= Degranulation =

Process by which cells lose secretory granules

The degranulation process in a Mast cell. 1 = antigen; 2 = IgE; 3 = FcεR1; 4 = preformed mediators (histamine, proteases, chemokines, heparin); 5 = granules; 6 - Mast cell; 7 - newly formed mediators (prostaglandins, leukotrienes, thromboxanes, platelet-activating factor)

Degranulation is a cellular process that releases antimicrobial, cytotoxic, or other molecules from secretory vesicles called granules found inside some cells. It is used by several different cells involved in the immune system, including granulocytes (neutrophils, basophils, eosinophils, and mast cells). It is also used by certain lymphocytes such as natural killer (NK) cells and cytotoxic T cells, whose main purpose is to destroy invading microorganisms.

==Mast cells==
Degranulation in mast cells is part of an inflammatory response, and substances such as histamine are released. Granules from mast cells mediate processes such as "vasodilation, vascular homeostasis, innate and adaptive immune responses, angiogenesis, and venom detoxification."

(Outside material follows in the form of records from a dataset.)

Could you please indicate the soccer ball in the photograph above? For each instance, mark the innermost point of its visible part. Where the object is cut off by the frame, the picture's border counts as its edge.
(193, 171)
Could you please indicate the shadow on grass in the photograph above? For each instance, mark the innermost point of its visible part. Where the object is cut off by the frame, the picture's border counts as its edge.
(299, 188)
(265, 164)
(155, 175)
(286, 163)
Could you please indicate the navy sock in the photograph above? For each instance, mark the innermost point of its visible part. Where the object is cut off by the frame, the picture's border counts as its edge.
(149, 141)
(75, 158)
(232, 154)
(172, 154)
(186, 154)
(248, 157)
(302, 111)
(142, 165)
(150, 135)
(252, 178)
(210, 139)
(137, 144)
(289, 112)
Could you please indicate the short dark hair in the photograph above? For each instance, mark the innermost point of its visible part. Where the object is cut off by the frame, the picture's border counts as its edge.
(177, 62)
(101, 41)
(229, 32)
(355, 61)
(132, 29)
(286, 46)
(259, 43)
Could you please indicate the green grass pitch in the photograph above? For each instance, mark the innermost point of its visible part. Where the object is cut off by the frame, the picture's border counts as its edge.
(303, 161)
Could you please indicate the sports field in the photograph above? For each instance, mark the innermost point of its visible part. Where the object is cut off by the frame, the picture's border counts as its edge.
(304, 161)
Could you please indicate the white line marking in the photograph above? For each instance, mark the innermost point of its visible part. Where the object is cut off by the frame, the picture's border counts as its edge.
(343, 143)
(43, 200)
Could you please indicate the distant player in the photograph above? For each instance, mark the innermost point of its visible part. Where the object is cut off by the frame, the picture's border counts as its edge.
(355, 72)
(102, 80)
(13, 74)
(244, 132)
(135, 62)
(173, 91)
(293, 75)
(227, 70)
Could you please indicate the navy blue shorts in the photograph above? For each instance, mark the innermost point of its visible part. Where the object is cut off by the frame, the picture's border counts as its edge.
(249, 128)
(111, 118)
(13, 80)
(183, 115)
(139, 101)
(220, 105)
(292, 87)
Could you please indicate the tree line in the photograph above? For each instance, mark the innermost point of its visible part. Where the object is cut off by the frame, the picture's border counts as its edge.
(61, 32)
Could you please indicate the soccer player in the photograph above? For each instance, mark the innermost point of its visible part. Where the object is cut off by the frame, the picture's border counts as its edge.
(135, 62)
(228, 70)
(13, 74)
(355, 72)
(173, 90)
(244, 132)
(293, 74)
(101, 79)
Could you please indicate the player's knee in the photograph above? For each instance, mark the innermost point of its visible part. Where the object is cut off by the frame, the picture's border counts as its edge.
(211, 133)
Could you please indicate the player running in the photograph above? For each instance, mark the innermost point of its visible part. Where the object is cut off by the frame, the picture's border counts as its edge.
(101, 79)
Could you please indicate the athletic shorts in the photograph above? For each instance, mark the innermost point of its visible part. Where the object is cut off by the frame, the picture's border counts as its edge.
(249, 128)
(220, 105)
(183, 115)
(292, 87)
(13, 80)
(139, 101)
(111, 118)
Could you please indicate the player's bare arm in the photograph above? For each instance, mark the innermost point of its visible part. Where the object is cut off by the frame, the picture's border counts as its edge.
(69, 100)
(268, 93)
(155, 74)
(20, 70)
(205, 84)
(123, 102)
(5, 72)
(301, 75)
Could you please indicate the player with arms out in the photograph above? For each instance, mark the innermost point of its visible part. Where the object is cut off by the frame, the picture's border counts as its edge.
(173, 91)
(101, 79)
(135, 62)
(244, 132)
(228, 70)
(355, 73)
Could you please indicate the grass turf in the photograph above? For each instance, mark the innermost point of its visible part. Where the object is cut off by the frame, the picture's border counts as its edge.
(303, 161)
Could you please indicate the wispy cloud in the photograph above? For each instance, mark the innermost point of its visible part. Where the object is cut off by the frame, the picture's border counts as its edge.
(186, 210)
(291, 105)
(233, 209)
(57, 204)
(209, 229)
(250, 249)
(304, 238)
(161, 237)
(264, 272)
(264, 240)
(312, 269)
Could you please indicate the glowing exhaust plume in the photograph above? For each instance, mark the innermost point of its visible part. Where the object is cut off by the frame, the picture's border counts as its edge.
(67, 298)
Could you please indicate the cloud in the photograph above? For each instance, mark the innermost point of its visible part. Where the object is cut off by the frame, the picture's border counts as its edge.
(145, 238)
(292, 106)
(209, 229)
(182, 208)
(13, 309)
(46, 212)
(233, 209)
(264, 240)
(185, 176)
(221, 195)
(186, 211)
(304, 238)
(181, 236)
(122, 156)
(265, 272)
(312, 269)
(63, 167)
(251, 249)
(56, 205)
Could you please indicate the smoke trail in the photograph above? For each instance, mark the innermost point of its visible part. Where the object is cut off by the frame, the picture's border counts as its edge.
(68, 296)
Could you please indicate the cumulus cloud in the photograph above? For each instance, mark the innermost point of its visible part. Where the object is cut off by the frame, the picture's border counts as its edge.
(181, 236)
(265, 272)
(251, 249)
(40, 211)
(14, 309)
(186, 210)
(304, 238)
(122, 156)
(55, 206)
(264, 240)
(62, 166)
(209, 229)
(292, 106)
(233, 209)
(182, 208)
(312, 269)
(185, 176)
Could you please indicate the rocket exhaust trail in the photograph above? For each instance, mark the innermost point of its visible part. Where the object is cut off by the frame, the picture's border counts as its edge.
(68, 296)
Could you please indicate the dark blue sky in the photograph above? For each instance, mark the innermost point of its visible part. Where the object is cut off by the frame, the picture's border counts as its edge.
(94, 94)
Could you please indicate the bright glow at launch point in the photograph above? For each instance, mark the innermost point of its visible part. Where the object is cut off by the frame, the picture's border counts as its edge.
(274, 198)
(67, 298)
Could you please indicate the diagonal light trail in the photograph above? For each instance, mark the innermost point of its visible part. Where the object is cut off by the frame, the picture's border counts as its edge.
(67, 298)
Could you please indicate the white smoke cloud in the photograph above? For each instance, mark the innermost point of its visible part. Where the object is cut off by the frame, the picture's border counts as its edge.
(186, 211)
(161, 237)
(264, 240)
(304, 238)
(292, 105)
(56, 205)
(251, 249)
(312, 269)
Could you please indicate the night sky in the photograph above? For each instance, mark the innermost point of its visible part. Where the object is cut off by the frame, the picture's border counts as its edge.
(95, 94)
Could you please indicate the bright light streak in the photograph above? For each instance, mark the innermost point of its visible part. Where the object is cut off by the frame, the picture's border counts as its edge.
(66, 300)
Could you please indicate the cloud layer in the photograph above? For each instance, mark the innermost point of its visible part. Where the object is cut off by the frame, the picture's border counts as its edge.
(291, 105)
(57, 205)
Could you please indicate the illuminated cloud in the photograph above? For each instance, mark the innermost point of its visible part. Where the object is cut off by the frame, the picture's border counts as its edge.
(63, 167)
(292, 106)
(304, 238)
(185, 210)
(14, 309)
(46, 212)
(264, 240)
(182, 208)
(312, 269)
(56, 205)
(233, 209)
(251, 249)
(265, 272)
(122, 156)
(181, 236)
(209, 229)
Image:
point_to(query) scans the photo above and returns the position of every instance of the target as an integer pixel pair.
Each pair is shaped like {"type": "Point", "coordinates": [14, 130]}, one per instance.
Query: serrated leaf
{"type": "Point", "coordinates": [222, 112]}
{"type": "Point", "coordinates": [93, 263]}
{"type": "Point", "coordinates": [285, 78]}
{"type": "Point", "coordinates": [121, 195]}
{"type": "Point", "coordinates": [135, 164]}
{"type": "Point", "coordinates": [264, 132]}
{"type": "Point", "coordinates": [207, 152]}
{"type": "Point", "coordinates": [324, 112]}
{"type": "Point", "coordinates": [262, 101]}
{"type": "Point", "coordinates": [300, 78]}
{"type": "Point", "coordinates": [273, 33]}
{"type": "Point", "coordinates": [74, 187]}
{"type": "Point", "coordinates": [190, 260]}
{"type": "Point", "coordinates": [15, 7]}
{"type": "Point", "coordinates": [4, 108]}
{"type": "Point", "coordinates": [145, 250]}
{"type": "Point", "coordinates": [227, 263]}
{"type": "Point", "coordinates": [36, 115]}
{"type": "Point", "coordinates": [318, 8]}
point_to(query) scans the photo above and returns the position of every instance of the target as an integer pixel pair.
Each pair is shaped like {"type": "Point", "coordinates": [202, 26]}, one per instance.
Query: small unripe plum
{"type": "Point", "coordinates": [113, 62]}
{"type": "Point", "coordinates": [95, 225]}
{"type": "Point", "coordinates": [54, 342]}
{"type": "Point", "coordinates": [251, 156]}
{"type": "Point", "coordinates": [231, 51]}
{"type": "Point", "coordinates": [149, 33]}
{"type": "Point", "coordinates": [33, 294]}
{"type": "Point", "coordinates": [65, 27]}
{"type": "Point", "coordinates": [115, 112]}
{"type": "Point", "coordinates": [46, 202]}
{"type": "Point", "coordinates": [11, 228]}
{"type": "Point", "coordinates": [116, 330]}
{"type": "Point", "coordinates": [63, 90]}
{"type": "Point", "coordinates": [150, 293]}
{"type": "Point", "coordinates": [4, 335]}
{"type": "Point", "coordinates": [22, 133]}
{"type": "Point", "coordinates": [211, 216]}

Antigens interact with IgE molecules already bound to high affinity Fc receptors on the surface of mast cells to induce degranulation, via the activation of tyrosine kinases within the cell. The mast cell releases a mixture of compounds, including histamine, proteoglycans, serotonin, and serine proteases from its cytoplasmic granules.

==Eosinophils==
In a similar mechanism, activated eosinophils release preformed mediators such as major basic protein, and enzymes such as peroxidase, following interaction between their Fc receptors and IgE molecules that are bound to large parasites like helminths.

==Neutrophils==
Degranulation in neutrophils can occur in response to infection, and the resulting granules are released in order to protect against tissue damage. Excessive degranulation of neutrophils, sometimes triggered by bacteria, is associated with certain inflammatory disorders, such as asthma and septic shock.

Four kinds of granules exist in neutrophils that display differences in content and regulation. Secretory vesicles are the most likely to release their contents by degranulation, followed by gelatinase granules, specific granules, and azurophil granules.

==Cytotoxic T cells and NK cells==
Cytotoxic T cells and NK cells release molecules like perforin and granzymes by a process of directed exocytosis to kill infected target cells.